AI Summary and Description: Yes

**Summary:** The text discusses the role of Site Reliability Engineers (SREs) in managing machine learning (ML) services, emphasizing the importance of pipeline management, data freshness, resource efficiency, and cost-effectiveness. It highlights the need for SREs to integrate ML principles into their operations to ensure reliable and efficient systems, with insights drawn from the practices of Google SREs.

**Detailed Description:**

The content is highly relevant for professionals in AI, cloud, and infrastructure security, as it addresses the critical intersection of ML services and reliability engineering. It underscores the need for a structured approach to managing ML systems, which is vital for achieving operational excellence in tech environments increasingly influenced by AI technologies.

Key Points:

– **Role of SREs**:
– SREs are integral to the reliability of ML services, impacting both infrastructure and software elements.
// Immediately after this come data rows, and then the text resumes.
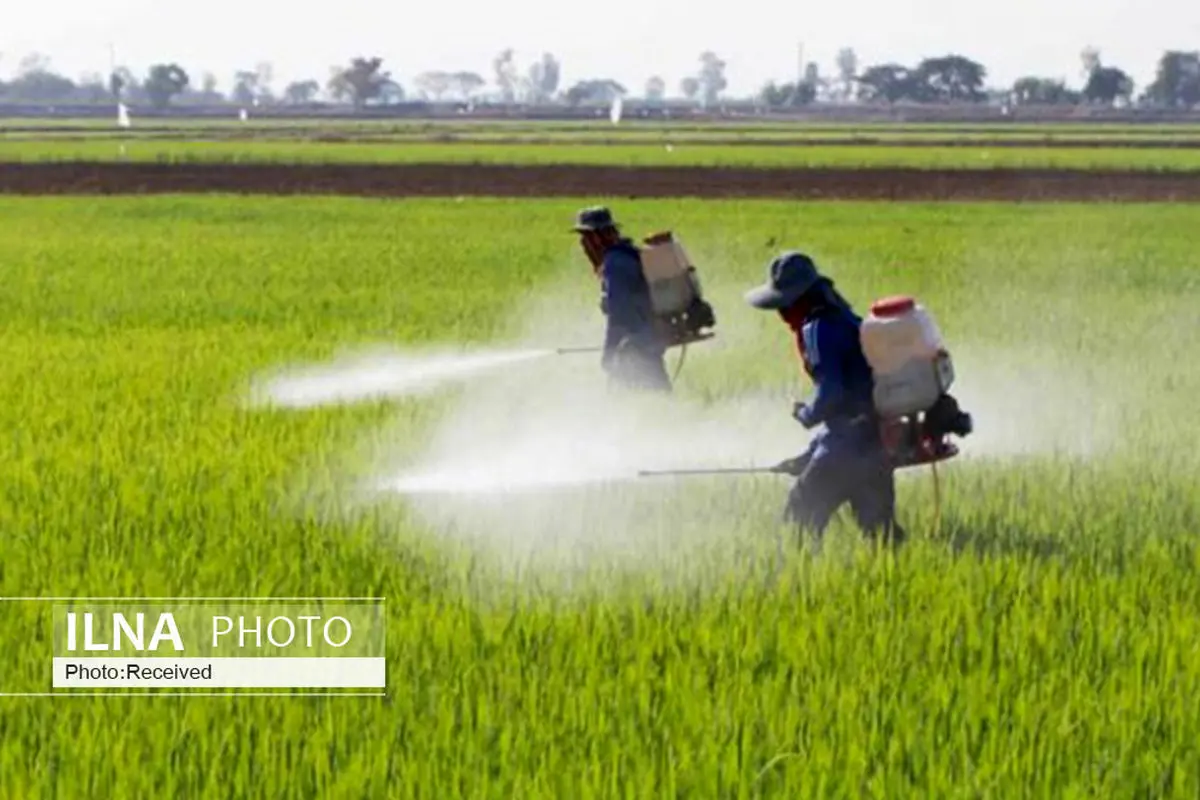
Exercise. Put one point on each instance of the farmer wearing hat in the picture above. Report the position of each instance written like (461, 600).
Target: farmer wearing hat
(846, 461)
(633, 347)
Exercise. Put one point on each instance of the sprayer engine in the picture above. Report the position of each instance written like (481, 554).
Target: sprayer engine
(676, 294)
(912, 373)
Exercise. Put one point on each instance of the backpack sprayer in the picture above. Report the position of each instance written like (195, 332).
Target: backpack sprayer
(912, 373)
(682, 314)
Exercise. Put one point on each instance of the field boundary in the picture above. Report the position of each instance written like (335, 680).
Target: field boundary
(597, 180)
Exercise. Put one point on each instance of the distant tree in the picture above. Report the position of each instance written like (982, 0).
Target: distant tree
(655, 89)
(300, 92)
(1042, 91)
(41, 84)
(507, 79)
(1176, 82)
(544, 77)
(886, 83)
(948, 79)
(1107, 85)
(594, 90)
(163, 82)
(361, 82)
(253, 86)
(789, 95)
(712, 77)
(245, 88)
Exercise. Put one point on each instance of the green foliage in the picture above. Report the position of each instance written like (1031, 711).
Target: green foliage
(695, 152)
(1038, 643)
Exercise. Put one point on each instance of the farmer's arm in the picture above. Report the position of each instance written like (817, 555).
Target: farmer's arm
(826, 343)
(625, 300)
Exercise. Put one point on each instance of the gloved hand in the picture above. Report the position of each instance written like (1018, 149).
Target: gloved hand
(793, 467)
(801, 413)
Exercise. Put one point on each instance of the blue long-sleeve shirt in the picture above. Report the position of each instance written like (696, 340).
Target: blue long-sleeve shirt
(625, 300)
(833, 358)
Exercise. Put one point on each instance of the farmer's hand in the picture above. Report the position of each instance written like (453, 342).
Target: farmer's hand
(793, 467)
(801, 413)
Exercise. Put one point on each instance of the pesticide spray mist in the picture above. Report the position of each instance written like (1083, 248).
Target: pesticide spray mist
(535, 463)
(382, 373)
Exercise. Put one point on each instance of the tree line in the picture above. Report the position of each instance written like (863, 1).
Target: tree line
(364, 80)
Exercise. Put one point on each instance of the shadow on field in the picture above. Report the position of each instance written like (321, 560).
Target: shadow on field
(988, 536)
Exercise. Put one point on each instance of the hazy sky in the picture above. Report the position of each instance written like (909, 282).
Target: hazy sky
(627, 40)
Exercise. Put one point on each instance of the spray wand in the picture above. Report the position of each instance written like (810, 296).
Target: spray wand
(790, 467)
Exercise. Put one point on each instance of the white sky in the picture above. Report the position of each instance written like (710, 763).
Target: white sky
(625, 40)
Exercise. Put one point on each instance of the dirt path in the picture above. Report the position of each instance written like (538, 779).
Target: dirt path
(598, 181)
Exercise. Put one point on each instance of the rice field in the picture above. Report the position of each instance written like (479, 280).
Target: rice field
(615, 154)
(1038, 638)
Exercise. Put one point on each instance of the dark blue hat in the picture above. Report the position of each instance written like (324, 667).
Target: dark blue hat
(789, 277)
(594, 218)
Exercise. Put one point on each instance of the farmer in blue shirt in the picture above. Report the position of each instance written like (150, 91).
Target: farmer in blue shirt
(633, 346)
(846, 461)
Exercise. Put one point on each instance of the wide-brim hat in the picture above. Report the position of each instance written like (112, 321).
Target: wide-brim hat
(789, 277)
(593, 218)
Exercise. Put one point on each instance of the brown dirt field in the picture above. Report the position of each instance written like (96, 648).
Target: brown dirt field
(413, 138)
(503, 180)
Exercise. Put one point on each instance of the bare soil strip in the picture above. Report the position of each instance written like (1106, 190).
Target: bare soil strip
(1039, 142)
(580, 180)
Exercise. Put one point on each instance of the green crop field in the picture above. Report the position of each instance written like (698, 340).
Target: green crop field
(1037, 639)
(279, 151)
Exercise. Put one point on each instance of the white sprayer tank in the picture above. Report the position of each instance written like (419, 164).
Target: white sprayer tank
(669, 271)
(909, 361)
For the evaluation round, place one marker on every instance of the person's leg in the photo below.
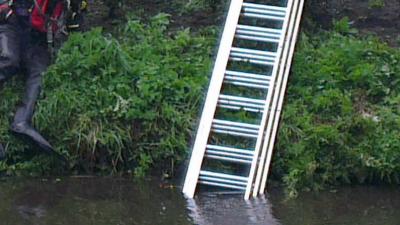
(9, 56)
(36, 61)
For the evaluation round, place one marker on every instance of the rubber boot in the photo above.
(36, 62)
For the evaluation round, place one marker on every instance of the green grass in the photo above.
(114, 105)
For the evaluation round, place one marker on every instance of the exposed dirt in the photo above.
(382, 20)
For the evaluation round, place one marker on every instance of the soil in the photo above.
(382, 20)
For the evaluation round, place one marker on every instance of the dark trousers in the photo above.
(23, 52)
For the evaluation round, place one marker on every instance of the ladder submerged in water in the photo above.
(237, 130)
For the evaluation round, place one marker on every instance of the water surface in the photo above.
(107, 201)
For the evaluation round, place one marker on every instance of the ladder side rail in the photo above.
(277, 93)
(210, 105)
(282, 97)
(268, 99)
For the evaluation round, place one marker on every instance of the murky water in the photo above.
(106, 201)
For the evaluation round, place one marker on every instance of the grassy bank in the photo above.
(129, 103)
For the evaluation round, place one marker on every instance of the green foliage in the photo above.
(376, 4)
(119, 104)
(341, 120)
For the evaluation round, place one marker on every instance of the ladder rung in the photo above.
(228, 158)
(223, 178)
(264, 11)
(235, 128)
(229, 154)
(228, 149)
(253, 56)
(253, 52)
(258, 33)
(267, 7)
(247, 104)
(221, 185)
(247, 79)
(271, 31)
– **Pipeline Management**:
– Emphasizes the significance of ML pipelines, which require the ingestion, processing, and analysis of data.
– Important factors to manage include:
– Volume of data being ingested.
– The recency (freshness) of data to maintain model accuracy.
– Efficient training and deployment of models.

– **Training ML Models**:
– Discusses specific aspects of training ML models, including:
– Monitoring data ingestion rates.
– Evaluating the freshness of data as a metric for model performance.

– **Challenges in ML Systems**:
– Resource management and capacity planning are highlighted as major challenges.
– The operational cost of ML systems must also be understood as part of resource allocation discussions.

– **Freshness and Quality of Data**:
– Stresses the importance of data freshness in producing accurate model predictions.
– Different applications have varying freshness requirements, impacting user experience.

– **Serving Efficiency**:
– Identifies methods for optimizing ML inference serving, crucial for performance and cost management in production environments.
– Suggests practical adjustments in resource allocation for improving cost-effectiveness.

– **Cost Efficiency and Specialized Hardware**:
– Discusses the financial aspects of running specialized hardware for ML pipelines, critical for long-term operational sustainability.

– **Automation Strategies**:
– Encourages the use of automation to minimize manual toil and to enhance the reliability of data processing workflows.
– Advocates for adopting existing, standard platforms to streamline pipeline operations.

– **Next Steps**:
– To ensure successful ML deployments, there needs to be a comprehensive strategy that covers pipeline implementation, model management, validation, and continuous monitoring.

Moreover, the text suggests further reading and resources, including guides on utilizing Google Kubernetes Engine for AI orchestration, ensuring that readers can delve deeper into the methodologies discussed.

In conclusion, the comprehensive management of ML systems as presented requires a confluence of skills from various operational domains, making the insights valuable not just for SREs but for all professionals involved in cloud computing, AI, and infrastructure security.